Creationism is one of the last sick remnants of slavery. In the days before the Civil War, northern Christian abolitionists cited the Golden Rule as reason to do away with slavery.[1] Southern slave owners funded preachers and teachers who countered with literal readings of the Bible to not merely justify slavery but to denigrate African-Americans as inferior because they were descended from Ham, Noah's son who was punished for telling his brothers that their father got drunk and was lying naked in his tent. [2] The result was southern and rural western and midwestern churches (as dispossessed southerners moved out after the Civil War) who held to a false doctrine of Biblical literalism.[3]
Recently the creationist position was brutally sodomized mercilessly gutstomped given a pants down spanking bitch-slapped to a faretheewell demonstrated to be sadly lacking humiliatingly defeated bested in a much publicized debate.
We won’t go into that because others have done it better.
But I do want to touch on part of the fallout, specifically this lady’s question from the creationist side.
The sunset question gets quite fascinating when you start to unpack it.
For starters, you can't have a "sunset" without an observer: Planets rotate all the time but unless someone is actually there to observe it there's no sunset to see.[4]
Further, a sunset is not so much a noun as a verb; it is more of an event than a thing. Observers on Earth placed a hundred miles apart on an east-west line would not see the same thing: One could still be in daylight, another in night while the one in the middle enjoyed the view.

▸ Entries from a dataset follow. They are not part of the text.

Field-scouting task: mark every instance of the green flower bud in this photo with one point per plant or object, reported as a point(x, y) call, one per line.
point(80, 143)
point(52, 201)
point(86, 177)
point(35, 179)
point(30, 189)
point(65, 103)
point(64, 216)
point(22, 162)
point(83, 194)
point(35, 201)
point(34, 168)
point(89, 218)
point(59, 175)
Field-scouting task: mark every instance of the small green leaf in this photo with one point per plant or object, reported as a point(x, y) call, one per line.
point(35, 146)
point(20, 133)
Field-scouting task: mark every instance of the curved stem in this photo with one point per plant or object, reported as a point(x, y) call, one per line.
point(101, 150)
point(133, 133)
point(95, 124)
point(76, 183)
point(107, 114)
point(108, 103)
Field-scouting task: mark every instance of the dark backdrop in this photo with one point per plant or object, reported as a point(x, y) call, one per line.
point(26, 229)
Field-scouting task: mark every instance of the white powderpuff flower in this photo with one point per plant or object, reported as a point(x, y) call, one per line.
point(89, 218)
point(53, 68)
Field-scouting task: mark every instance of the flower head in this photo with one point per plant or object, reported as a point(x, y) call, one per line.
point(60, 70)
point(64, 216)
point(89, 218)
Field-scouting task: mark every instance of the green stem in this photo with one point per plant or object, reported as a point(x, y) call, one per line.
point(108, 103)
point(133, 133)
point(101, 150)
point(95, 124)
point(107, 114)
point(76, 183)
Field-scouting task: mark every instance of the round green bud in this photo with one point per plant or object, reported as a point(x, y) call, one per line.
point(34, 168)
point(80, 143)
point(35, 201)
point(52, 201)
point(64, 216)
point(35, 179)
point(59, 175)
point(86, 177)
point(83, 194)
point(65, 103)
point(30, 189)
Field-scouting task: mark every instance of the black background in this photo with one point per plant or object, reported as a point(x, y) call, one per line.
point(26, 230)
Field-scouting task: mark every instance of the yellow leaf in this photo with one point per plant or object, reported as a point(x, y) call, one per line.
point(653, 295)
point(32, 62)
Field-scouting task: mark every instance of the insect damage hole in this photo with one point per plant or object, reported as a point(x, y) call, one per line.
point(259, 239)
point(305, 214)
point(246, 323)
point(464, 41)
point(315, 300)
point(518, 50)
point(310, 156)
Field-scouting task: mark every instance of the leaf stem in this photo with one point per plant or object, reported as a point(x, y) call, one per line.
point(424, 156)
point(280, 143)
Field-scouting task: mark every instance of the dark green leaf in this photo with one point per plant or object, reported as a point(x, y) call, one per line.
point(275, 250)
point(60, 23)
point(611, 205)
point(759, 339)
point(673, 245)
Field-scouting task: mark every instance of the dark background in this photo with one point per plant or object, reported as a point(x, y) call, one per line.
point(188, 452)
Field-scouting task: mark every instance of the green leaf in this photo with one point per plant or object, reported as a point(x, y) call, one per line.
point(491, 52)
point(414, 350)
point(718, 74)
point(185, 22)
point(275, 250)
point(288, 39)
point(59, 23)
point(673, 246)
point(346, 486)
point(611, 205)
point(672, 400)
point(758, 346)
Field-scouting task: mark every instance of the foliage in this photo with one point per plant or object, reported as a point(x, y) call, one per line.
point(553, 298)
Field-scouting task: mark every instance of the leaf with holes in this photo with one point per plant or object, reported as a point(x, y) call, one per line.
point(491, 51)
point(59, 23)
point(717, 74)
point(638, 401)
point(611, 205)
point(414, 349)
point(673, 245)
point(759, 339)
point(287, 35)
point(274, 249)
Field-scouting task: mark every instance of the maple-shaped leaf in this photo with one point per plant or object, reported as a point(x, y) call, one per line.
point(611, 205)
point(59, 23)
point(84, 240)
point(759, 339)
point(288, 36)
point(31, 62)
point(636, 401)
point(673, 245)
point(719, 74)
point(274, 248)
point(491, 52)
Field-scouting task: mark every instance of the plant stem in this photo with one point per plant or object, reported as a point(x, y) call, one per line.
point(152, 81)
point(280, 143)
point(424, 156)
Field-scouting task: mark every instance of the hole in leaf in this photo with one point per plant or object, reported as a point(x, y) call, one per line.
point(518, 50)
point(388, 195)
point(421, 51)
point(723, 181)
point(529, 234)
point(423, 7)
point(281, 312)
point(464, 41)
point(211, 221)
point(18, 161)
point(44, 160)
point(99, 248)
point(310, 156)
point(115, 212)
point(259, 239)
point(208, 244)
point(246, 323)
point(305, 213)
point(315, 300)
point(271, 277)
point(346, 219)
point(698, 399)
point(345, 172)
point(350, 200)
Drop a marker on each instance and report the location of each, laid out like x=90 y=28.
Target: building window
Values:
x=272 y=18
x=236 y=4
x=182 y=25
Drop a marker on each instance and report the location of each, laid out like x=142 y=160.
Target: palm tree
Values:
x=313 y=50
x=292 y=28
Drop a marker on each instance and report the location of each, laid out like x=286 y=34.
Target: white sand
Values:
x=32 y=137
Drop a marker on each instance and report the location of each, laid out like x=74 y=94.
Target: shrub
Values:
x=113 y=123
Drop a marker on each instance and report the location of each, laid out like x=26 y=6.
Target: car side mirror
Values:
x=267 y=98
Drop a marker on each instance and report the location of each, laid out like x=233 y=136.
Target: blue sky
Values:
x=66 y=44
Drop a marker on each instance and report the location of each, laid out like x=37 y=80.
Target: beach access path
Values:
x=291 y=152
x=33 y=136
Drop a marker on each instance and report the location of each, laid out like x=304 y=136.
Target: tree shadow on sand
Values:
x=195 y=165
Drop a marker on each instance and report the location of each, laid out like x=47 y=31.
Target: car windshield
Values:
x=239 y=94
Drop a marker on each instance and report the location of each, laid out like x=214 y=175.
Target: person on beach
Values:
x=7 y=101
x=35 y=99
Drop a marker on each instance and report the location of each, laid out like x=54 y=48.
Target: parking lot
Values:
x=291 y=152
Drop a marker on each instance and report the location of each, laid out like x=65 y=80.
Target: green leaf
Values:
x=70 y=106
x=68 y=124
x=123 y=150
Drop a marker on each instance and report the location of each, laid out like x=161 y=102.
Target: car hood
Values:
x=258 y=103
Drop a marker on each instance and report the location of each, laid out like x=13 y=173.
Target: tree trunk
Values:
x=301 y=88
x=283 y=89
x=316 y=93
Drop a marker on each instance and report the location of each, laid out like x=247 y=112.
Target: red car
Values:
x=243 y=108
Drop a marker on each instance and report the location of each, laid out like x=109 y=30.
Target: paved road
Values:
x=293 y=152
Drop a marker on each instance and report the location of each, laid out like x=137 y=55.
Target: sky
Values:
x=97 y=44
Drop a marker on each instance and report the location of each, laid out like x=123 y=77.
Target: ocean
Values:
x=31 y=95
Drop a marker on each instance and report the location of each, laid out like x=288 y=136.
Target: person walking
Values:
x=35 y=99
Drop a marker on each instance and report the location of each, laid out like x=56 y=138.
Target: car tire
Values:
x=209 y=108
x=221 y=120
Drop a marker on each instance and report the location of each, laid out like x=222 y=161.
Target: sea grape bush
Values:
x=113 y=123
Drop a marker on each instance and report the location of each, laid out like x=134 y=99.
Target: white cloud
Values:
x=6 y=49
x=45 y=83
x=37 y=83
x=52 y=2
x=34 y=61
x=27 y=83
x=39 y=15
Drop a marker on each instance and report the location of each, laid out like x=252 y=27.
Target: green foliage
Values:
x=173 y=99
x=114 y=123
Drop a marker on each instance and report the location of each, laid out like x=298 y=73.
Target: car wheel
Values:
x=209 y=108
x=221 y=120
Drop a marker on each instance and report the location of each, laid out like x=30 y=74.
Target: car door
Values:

Set them up on a north-south axis and while the rotation of the planet may cause the sun to appear to dip behind the horizon, one observer many be in a cloudless area and see nothing spectacular, another much further to the south may be in an overcast area and not even be able to see the sun, while someone between the two might have the optimum blend of light and just the right kind / number of clouds to observe a spectacular show.
Further still, enjoying a sunset is something pretty much limited to people with unimpaired vision: A terribly nearsighted person might perceive a smudge of color, a color blind person would see only shades of purple and grey, a blind person wouldn't see anything at all (though they might sense the passing of the warmth of the sun’s rays on their skin).
Even humans with perfect (for our species) 20-20 vision are at a disadvantage. We see only three colors; our good friend the mantis shrimp sees sixteen! No human can even imagine what the mantis shrimp’s world must look like because no human is capable of visualizing those colors.[5]
Further further still, only a human could look at a sunset and say “That’s beautiful.” A camera can record the light and the position of the sun and clouds relative to that vantage point on Earth, but a camera conveys no meaning. A person with no sense of aesthetics might see colors and details but not be able to put them together as "beauty", likewise a person under some form of psychological stress might not appreciate the beauty that overawes their companion.
Clearly, the beauty of a sunset has much less to do with the Earth’s atmosphere and sun than it does with the state of consciousness of the observer.
Which, when you think about it, is a pretty apt metaphor for the religious experience.
We, and the materialists, are experiencing the same set of sensory inputs; we are just processing them differently.
This does not have to be a needless either/or proposition; there is nothing incompatible with faith in a a great metaphysical being/spirit/concept that is responsible for/links together everything in our universe and an understanding of the physical mechanics of that universe.[6]
So, yeah, in a very real sense only God can make a sunset insofar as no religion postulates a theology where human consciousness is not in some fashion intrinsically linked to the divine.
[1] On the basis that since nobody wants to be a slave, ergo it must be wrong to own slaves.
[2] Slave owners plied both sides of the street, citing Darwin as biological proof to justify slavery.
[3] Personally, I prefer the term "plain text reading" as opposed to "literal" or even worse, "inerrant". "Inerrant" means the theological teachings are without error, not that every word is literally true, but sloppy usage has confused the two terms in the minds of most people. Using the term "plain text reading" allows one to study the particular passage for its inherent meaning without requiring it to be 100% factual.
[4] And, technically, our sun never sets; it’s a relative fixed point to the real motion of the Earth, although the Sun itself and the Milky Way galaxy are all traveling through space on their own. I suppose ala Pitch Black there may be some double or triple star systems where one member actually does move behind another at some point, but that’s another topic for another time…
[5] Timothy Leary, Ken Kesey, and William S. Burroughs excepted.
[6] The people who do make it incompatible generally tend to have a host of other hoops they require you to jump through for their benefit.